چكيده لاتين
Abstract
Visible image analysis plays a crucial role in daily life and industrial applications, yet such images are inherently constrained by their limited spectral range. These limitations become particularly evident under poor illumination conditions, where capturing fine details and recognizing objects is challenging. In contrast, objects in natural environments emit electromagnetic radiation across different frequencies, known as thermal radiation, which is invisible to the human eye. Infrared imaging covers a broader spectral range than visible imaging and is less sensitive to adverse environmental conditions such as low light, fog, or occlusion. Consequently, infrared images are highly valuable in managing unfavorable lighting conditions. However, they suffer from lower spatial resolution and lack of color and texture details compared to visible images. Fusing visible and infrared images provides an effective solution to generate composite representations that combine the high spatial detail of visible images with the spectral advantages of infrared images. This research proposes a feature-level deep learning–based approach for fusing visible and infrared images, addressing challenges related to redundant information and semantic understanding. Most existing methods emphasize statistical features and visual quality of fused images while overlooking their application in high-level computer vision tasks such as object detection, tracking, and scene understanding, often leading to loss of semantic information. The key idea of the proposed framework is to integrate an instance segmentation network with an image fusion network, thereby embedding object-level semantic information into the fused image to enhance its utility for high-level vision tasks, while ensuring that the fusion process can be executed in real time.

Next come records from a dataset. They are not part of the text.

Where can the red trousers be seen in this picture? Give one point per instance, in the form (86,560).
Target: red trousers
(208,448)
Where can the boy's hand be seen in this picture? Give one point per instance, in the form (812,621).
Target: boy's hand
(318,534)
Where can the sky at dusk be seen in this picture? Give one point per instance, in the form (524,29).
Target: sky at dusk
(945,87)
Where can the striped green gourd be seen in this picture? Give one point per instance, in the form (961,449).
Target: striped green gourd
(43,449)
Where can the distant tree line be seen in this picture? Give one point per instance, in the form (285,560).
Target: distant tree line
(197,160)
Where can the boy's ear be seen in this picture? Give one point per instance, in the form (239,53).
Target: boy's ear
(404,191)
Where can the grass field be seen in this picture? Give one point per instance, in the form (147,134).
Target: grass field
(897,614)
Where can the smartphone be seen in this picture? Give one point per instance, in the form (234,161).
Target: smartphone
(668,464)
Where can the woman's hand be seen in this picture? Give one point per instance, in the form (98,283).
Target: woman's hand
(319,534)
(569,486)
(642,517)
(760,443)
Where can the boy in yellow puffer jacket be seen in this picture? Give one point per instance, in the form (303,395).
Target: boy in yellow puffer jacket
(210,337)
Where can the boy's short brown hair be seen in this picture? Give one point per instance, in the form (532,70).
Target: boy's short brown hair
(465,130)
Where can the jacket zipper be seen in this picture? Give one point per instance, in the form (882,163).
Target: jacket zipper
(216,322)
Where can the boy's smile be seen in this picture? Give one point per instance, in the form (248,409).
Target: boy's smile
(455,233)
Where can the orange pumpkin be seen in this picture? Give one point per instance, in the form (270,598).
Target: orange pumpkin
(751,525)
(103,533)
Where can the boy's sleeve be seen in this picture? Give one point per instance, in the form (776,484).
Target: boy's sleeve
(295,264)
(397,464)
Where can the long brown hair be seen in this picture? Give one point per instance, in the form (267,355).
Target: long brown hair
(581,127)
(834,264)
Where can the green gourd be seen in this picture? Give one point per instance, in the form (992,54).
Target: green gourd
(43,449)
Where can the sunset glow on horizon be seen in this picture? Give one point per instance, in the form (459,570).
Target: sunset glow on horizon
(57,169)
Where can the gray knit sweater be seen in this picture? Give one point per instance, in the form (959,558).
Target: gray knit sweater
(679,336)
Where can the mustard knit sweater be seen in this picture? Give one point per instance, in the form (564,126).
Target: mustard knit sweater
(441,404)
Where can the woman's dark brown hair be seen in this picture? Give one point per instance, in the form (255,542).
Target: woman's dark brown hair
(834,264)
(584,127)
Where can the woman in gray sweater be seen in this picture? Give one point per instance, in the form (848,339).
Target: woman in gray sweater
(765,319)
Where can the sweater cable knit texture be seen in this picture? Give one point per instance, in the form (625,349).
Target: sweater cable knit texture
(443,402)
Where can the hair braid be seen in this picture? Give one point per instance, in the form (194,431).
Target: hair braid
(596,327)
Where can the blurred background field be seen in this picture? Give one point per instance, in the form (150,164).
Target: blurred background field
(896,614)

The proposed architecture leverages deep convolutional neural networks, where visible and infrared images are processed in parallel through two separate branches. High-level features extracted in each branch are first enhanced by self-attention and then fused through cross-modal attention mechanisms. The fused features are reconstructed and fed into an instance segmentation network, where segmentation errors in object boundaries and regions are recursively propagated back to the fusion network as supervisory signals. This mechanism not only improves boundary accuracy but also compels the fusion network to learn more effective combinations of spectral and semantic features at the object level. For training and evaluation, the Tokyo Multi-Spectral dataset was employed, and dedicated instance segmentation labels were generated to provide precise semantic supervision. Experimental results demonstrate that the proposed method significantly outperforms existing approaches in object detection tasks, achieving superior accuracy in metrics such as Intersection over union (IoU). These findings highlight the effectiveness of the proposed architecture in integrating spectral and semantic information, yielding substantial improvements in high-level computer vision tasks.
Keywords: Image Fusion; Visible Image, Infrared Image, Instance Segmentation, Deep Learning, Object Detection.